REVIEW: Sound of Metal (2020)

Paul Raci and Riz Ahmed in SOUND OF METAL — Photo Courtesy of Amazon Studios.

Directed by Darius Marder — Screenplay/Story by Darius Marder, Abraham Marder, and Derek Cianfrance.

If I’m not mistaken, Darius Marder’s first narrative feature film, Sound of Metal, was originally slated to be released in Danish theaters in December of 2020. However, when all of Denmark’s theaters were then ordered to close due to another lockdown as a result of the COVID-19 global pandemic, the film was basically put in some sort of limbo. This week, on April 12th, 2021, I finally got the chance to watch one of my most anticipated films of the 2020 awards season, when it was released on Amazon Prime Video. In short, it was definitely worth the wait.

Darius Marder’s Sound of Metal follows Ruben (played by Riz Ahmed), a heavy-metal drummer, who is in a band with his girlfriend Lou (played by Olivia Cooke), the band’s singer. They live together in an RV, which they use to go on tour. One night, while on tour, Ruben slowly starts to lose his hearing. This sudden hearing loss startles him, and so he goes to the doctor to find out what can be done to help him regain his hearing. However, much to his frustration the doctor tells him that there isn’t an easy fix, and that he ought to eliminate loud noises, since his hearing may deteriorate rapidly if he doesn’t seek treatment.

Ruben is keen on getting an operation that would give him cochlear implants, but it is not covered by insurance and, moreover, he cannot afford the operation on his own. Ruben disregards the doctor’s suggestions and goes right back on stage to perform with his girlfriend and band. However, he soon discovers that he struggles to keep up with his girlfriend on-stage as a direct result of his hearing. Angry, frustrated, and in denial, he tells Lou about his predicament, and she is immediately distraught.

Although he initially refuses to, he eventually reluctantly agrees to join a rural shelter for the hearing-impaired led by Joe (played by Paul Raci), a recovering alcoholic and Vietnam War veteran. Ruben soon makes it his goal to learn American Sign Language, to learn to cope with his hearing loss, and to be able to afford the cochlear implants that he hopes will make it possible for him and Lou, who cannot stay with him at the shelter, to go back on tour and continue their lives as musicians and partners.

You’ve probably heard the expression that something in a movie is so rich and detailed that it is almost like its own ‘character’ in the narrative. Often the phrase is used to describe a location, like a castle, or something like that, but, in the case of Sound of Metal, the sound design is its own character. The sound design is so good that it basically stands right there next to Paul Raci and Riz Ahmed’s performances as one of the true highlights of the movie.

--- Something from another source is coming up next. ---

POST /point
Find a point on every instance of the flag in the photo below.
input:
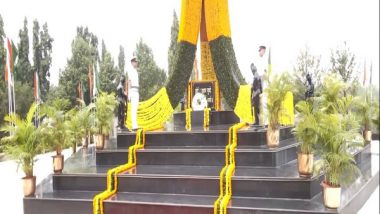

There is a lot of focus on the auditory perspective of Ahmed’s main character, and the way the sound transitions from loud noises to distortion to the almost unintelligible hum and back to complete silence can send a chill down your spine. A lot of work is done in the early parts of the film to establish the sound of Ruben’s RV and to establish how music is not just a passion for him, instead it is actually almost the way he and Lou express their feelings for one another.

Of course, that now brings me to the performances. I want to start by talking about Paul Raci. I don’t think his performance is flashy, but I do think it, like Ahmed’s, is a nuanced performance. Supporting actors often have a great ‘Oscar scene,’ so to speak, and that is also true for Raci, whose honesty and disappointment just shatters you in a pivotal scene towards the end of the film. He moved me to tears. Riz Ahmed has obviously received a lot of praise and awards attention and it is easy to see why. His performance is extraordinary. His frustration and desperation is palpable, and, in his great scene with Paul Raci, there really are times when this desperation almost looks like an addiction, which, I believe, Raci’s character accurately points out. It is one of the great leading man performances of 2020.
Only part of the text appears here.